Scott Merrill, an architect best known for his work in Seaside and other New Urbanist communities, has won this year’s Driehaus Prize, annually awarded by the school of architecture at the University of Notre Dame. Named for Chicago philanthropist and entrepreneur Richard H. Driehaus, the award comes with a stipend of $200,000, twice that of the more noted (but less notable) Pritzker Prize.
Merrill’s most celebrated building is his chapel at Seaside, pictured above, and completed in 2001. It typifies his work, if that can be said of the wide portfolio of the firm he started in 1990, Merrill, Pastor & Colgan Architects, headquartered in Vero Beach, Fla., for which he still does most of the design work. His “style” is a sort of stick classical, with an inspired vernacularity of tone, spare but unafraid of classicizing tendencies.
To judge by his chat with Archinect magazine soon after being notified of his laureateship a couple of days ago, Merrill does not like to pigeonhole himself. He dodged constant invitations by the Archinect interviewer to comment on any distinctions that might reveal his opinion about classical architecture. But he is willing to assert that he puts people at the center of his designs. To those of us who consider modern architecture to be, all too often, an exercise in the marginalization of people (to put it gently), that may stand as a declaration of his classicist tendencies.
Curiously, a couple of days ago, before I became aware of this year’s Driehaus winners, I cited Léon Krier’s town hall at Windsor as a good candidate for the “left edge,” so to speak, of the classical revival. Scott Merrill’s work arguably falls into that category, and in fact Krier’s town hall is listed as one of the projects in Merrill’s firm’s portfolio. Not too long ago, Andrés Duany, whose firm DPZ (Duany Plater-Zyberk) masterplanned both Seaside and Windsor, informed the TradArch list that Merrill was one of a small host of traditional architects, mostly from the South, who had recently dabbled in modernism. Well, no sin in that – though it apparently is a sin for modernist architects to design classical architecture (if not to live in it). So Merrill remains a trad in good standing.

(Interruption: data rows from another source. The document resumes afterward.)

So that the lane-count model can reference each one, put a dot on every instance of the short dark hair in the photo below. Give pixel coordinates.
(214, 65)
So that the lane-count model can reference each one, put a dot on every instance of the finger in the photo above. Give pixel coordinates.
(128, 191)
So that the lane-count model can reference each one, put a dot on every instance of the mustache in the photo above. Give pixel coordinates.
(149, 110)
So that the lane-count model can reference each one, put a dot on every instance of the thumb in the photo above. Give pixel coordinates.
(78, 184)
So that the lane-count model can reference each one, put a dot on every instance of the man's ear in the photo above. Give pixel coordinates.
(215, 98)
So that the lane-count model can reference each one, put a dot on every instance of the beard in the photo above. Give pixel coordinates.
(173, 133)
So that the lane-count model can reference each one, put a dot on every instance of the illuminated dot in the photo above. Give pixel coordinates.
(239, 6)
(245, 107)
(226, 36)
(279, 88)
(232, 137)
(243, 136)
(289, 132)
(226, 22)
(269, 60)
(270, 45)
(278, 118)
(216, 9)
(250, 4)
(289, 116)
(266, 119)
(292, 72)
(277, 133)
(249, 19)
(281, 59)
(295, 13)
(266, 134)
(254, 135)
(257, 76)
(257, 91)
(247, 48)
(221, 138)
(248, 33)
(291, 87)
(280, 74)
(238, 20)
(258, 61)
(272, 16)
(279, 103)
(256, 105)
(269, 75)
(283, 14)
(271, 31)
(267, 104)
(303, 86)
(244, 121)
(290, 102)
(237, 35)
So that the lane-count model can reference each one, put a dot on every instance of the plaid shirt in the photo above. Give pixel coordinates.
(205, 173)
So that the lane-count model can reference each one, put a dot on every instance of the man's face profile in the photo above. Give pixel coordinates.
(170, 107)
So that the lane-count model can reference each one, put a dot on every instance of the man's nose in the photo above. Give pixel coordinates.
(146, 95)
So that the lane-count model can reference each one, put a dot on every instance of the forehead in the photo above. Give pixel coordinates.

After all, Krier masterplanned Poundbury, belly of the beast (along with Seaside) to the modernist critical elite! The nomenclatural debate fostered by Duany (also, with Krier, a Driehaus laureate) is a quagmire and a half. He tries to irk trads by claiming that this or that design is PoMo (postmodern). In the past he has called Merrill’s work postmodern but now, aware of the term’s inadequacy as a descriptive, describes Merrill’s work as “heterodox.” Notre Dame gave a real postmodernist, the late Michael Graves, a Driehaus in 2012, but has not made that mistake again since. To pigeonhole traditional architecture of any stripe in today’s anything-goes classical discourse and practice is clearly a tough job. Who can blame Merrill for refusing to take Archinect’s bait?
So, congratulations to Scott Merrill for winning this year’s Driehaus, and also to the winner of its partner award, the Henry Hope Reed Prize, Havana’s city historian, Eusebio Leal Spengler, for his role in preserving the Cuban capital’s classical architecture. The classical revival marches forward.